Structure and evolution of gene regulatory networks in microbial genomes

Abstract

With the availability of genome sequences for hundreds of microbial genomes, it has become possible to address several questions from a comparative perspective to understand the structure and function of regulatory systems, at least in model organisms. Recent studies have focused on topological properties and the evolution of regulatory networks and their components. Our understanding of natural networks is paving the way to embedding synthetic regulatory systems into organisms, allowing us to expand the natural diversity of living systems to an extent we had never before anticipated.

Fig. 1

Genomic view of a gene regulatory network. Transcriptional regulation from a genomic perspective can be viewed as a complex interplay between cis-regulatory elements on the DNA and trans-acting factors like TFs and sigma factors. Depending on the set of input signals (extracellular or intracellular in nature), upon a cascade of events, transcription factors positively or negatively control transcription of the target gene.

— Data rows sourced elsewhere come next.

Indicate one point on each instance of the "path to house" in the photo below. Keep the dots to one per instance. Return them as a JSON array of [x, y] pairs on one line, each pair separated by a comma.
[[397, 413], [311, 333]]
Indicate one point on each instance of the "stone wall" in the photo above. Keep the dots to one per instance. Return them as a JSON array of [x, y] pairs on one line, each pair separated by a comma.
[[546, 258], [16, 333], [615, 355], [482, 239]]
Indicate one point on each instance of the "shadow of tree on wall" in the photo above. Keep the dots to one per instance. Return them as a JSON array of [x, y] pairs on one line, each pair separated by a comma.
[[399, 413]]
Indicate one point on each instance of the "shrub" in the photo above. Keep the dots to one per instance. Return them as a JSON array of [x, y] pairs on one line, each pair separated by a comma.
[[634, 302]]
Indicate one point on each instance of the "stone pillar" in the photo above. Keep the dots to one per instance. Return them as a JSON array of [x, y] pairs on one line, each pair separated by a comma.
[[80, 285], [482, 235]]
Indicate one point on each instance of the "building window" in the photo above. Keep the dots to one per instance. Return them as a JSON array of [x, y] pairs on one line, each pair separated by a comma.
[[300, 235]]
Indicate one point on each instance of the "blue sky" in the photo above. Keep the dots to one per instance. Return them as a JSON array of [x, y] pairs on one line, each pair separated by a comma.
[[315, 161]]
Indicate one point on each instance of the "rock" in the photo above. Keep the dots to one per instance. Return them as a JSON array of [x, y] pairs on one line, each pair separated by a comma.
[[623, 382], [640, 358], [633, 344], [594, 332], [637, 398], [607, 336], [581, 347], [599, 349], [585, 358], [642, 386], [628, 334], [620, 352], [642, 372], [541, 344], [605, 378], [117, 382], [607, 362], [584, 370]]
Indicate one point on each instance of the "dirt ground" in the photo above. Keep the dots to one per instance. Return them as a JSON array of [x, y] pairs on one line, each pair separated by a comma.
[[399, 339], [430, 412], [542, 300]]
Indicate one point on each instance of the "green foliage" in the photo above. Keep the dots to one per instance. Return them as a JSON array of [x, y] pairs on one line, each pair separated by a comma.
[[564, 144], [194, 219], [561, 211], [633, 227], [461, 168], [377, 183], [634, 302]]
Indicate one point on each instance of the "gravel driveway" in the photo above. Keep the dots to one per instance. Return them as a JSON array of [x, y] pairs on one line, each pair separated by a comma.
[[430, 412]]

Often, transcription factors work in a combinatorial fashion to produce the final output. Protein products formed after transcription and translation of the gene regions are responsible for various cellular functions and ultimately feedback transcription factors at several levels to control their own transcription.

Fig. 2

Network view of transcription regulation. Transcriptional regulatory interactions at a genomic level can be visualized as a network between TFs (shown in red) and target genes (shown in green). a) The transcriptional regulatory network is a multi-layer hierarchical modular structure without feedback regulation at the transcription level [38; 68], with the global regulators at the top of this layout and local TFs at the bottom, regulating a few genes. b) Modules are interconnected clusters which divide the network of transcriptional interactions into subnetworks. Modules have been identified using a variety of approaches [17; 38; 57] and have been found to be semi-independent in nature. Modules are in turn formed by one or more different types of network motifs. c) Motifs are patterns of interconnections which are overrepresented in transcriptional networks. Known transcriptional regulatory networks were found to have feed forward loops (FFLs), multiple input modules (MIMs) and SIMs, with each kind of motif playing a different role [1].

Fig. 3

Different subtypes of feed forward loop motifs. Directed arrow represents positive regulation and is shown in green, while negative transcriptional control is shown in red.